Eine Beobachtung, die ich auch bei mir selbst schon machen durfte, ist es, dass wir fast alle extreme Schwierigkeiten zu zuhören. Ist so. Ihr glaubt es nicht? Schaut Euch mal Polittalkshows im TV an oder beobachtet Euch selbst im Alltag. Ihr werdet erstaunt sein, wie schwer es fällt. Aber warum ist das so? Von den 6 Faktoren, die dabei eine Rolle spielen, die ich Artikel von Stephan List entdeckt habe, kamen wir schwer bekannt vor. Das deckt sich auch mit meinen Beobachtungen. Wir sind eben nur Menschen. Aber wenn wir die Faktoren kennen, dann ist es möglich, gegenzusteuern. In diesem Sinne, klar Leseempfehlung.

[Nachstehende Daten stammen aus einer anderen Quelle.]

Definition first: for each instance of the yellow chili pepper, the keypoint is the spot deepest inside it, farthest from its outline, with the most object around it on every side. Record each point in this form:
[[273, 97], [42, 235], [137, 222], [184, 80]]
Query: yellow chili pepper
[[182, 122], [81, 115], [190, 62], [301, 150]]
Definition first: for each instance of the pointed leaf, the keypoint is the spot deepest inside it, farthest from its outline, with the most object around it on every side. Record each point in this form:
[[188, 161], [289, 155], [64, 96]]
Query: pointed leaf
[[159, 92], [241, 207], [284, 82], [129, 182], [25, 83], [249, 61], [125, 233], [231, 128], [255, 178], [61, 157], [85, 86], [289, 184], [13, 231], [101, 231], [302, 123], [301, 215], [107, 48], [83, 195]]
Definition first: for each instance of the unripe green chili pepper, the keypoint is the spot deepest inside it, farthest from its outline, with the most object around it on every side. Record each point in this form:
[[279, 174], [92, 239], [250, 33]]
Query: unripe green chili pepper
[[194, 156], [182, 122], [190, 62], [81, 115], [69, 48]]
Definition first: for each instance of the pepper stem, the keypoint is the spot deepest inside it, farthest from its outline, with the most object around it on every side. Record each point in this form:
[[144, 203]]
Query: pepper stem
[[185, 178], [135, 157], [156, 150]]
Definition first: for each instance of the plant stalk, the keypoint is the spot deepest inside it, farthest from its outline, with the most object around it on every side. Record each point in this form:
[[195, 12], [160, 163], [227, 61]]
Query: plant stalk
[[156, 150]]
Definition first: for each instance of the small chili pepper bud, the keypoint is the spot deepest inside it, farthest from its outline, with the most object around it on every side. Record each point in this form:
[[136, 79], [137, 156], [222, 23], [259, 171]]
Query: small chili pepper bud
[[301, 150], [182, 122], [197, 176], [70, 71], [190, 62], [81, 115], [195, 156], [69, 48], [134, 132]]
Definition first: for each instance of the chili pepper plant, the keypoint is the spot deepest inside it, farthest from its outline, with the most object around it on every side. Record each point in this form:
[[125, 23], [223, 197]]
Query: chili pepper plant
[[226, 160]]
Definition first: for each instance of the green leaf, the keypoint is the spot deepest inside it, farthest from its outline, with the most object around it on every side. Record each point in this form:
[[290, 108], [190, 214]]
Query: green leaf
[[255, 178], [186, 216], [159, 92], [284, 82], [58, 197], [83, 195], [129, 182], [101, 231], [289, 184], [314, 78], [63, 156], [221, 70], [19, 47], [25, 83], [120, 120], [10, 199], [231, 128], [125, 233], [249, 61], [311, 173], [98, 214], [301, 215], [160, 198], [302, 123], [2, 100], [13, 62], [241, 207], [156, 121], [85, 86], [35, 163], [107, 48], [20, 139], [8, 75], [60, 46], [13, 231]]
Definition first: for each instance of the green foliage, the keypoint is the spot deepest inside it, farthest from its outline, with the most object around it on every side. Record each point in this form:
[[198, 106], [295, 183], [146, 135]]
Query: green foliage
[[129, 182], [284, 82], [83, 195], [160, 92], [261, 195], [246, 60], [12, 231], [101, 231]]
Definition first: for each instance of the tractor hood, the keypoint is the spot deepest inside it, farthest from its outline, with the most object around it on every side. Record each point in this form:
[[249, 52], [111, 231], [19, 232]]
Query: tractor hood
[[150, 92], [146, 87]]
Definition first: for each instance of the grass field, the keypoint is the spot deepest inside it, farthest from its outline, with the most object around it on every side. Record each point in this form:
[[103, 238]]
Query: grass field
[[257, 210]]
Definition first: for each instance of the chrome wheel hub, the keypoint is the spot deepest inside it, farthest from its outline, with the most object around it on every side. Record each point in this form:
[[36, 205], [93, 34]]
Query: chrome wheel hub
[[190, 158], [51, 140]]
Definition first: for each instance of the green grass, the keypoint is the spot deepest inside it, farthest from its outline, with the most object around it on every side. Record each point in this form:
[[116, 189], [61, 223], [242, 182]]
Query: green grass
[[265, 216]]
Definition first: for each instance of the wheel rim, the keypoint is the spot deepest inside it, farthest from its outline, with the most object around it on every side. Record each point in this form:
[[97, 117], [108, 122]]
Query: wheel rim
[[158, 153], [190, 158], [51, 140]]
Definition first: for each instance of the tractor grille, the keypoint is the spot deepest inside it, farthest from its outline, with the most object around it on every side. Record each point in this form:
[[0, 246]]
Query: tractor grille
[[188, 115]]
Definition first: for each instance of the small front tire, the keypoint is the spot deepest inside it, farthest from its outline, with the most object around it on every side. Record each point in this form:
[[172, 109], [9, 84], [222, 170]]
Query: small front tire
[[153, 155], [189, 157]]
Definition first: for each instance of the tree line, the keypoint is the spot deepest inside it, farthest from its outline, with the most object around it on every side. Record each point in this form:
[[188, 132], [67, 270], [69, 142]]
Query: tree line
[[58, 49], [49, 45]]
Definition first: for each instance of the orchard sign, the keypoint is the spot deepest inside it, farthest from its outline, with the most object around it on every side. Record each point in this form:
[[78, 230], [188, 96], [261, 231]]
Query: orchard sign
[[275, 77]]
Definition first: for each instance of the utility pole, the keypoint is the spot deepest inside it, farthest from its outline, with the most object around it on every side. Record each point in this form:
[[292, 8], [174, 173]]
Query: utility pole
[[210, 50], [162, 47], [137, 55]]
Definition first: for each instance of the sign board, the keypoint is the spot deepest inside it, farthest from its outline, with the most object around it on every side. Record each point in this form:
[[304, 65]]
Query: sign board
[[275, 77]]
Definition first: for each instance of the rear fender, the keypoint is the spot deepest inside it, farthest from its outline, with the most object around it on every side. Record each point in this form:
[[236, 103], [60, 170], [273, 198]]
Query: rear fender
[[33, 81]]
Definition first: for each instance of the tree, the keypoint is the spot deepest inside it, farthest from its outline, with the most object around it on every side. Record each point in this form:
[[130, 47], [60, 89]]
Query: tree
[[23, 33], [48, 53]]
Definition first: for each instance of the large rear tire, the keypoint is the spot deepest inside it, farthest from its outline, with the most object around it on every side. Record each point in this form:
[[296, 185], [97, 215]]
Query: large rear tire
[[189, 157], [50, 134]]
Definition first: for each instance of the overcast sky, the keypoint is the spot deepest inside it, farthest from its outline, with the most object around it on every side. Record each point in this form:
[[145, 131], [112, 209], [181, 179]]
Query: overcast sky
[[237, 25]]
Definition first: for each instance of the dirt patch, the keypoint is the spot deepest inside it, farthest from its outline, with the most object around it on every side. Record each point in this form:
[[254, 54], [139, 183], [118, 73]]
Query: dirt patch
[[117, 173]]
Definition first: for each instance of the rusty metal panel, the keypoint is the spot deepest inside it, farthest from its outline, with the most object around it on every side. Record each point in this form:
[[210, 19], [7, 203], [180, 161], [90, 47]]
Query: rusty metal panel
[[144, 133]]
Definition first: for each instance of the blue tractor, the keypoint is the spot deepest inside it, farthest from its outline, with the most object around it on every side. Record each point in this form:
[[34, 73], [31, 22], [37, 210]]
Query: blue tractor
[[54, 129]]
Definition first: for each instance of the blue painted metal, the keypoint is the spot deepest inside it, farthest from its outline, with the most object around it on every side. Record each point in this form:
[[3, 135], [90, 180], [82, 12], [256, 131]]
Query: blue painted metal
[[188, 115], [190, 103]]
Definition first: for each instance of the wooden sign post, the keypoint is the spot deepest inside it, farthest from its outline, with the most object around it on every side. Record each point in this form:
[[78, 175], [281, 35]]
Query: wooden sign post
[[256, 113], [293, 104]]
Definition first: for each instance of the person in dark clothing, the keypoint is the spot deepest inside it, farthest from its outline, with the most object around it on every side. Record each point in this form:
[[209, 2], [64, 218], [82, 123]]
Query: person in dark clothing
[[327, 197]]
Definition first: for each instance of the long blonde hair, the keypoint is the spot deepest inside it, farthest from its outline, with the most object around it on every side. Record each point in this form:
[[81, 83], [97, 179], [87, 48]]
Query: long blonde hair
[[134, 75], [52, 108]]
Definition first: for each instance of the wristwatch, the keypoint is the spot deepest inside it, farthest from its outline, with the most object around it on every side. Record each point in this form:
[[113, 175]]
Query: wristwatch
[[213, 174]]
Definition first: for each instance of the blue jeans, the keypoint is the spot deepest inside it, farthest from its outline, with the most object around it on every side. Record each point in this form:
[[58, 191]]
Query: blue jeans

https://toolblog.de/2019/03/06/wieso-koennen-sie-nicht-zuhoeren/

Entscheidungen treffen: Fundiert und strukturiert – nach Benjamin Franklin – zur Entscheidung kommen

Benjamin Franklin ist den meisten als einer der Gründungsväter, Politiker und Diplomat der USA bekannt (die Damenwelt war zur damaligen Zeit – trotz aller revolutionäre Umtriebe – vom politischen Leben leider ausgeschlossen), dass er aber auch ein kluger Kopf war, der nicht nur durch ausgeprägte Erfindungsreichtum, sondern durch viele Ideen zu Verbesserung der persönlichen Produktivität glänzt, ist deutlich weniger bekannt. Ein schönes Beispiel, liefert Andrea Windoph. Sie zeigt Euch, wie ihr nach einer Methode von Benjamin Franklin fundiert Entscheidungen treffen könnt:

https://projekte-leicht-gemacht.de/blog/pm-methoden-erklaert/pro-contra-liste-benjamin-franklin/

Kreativität: Mit der 1-2-4 Methode gemeinsam Lösungsideen entwickeln

Eine sehr gute Methode, um Lösungsideen für eine Problemstellung zu entwickeln, ist die 1-2-4 Methode, die Lars Richter in einem Beitrag vorstellt. Der Vorbereitungsaufwand vergleichsweise gering, die Struktur einfach umzusetzen und die Ergebnisse – das ist meine Erfahrung aus der Praxis – sind vorzeigbar.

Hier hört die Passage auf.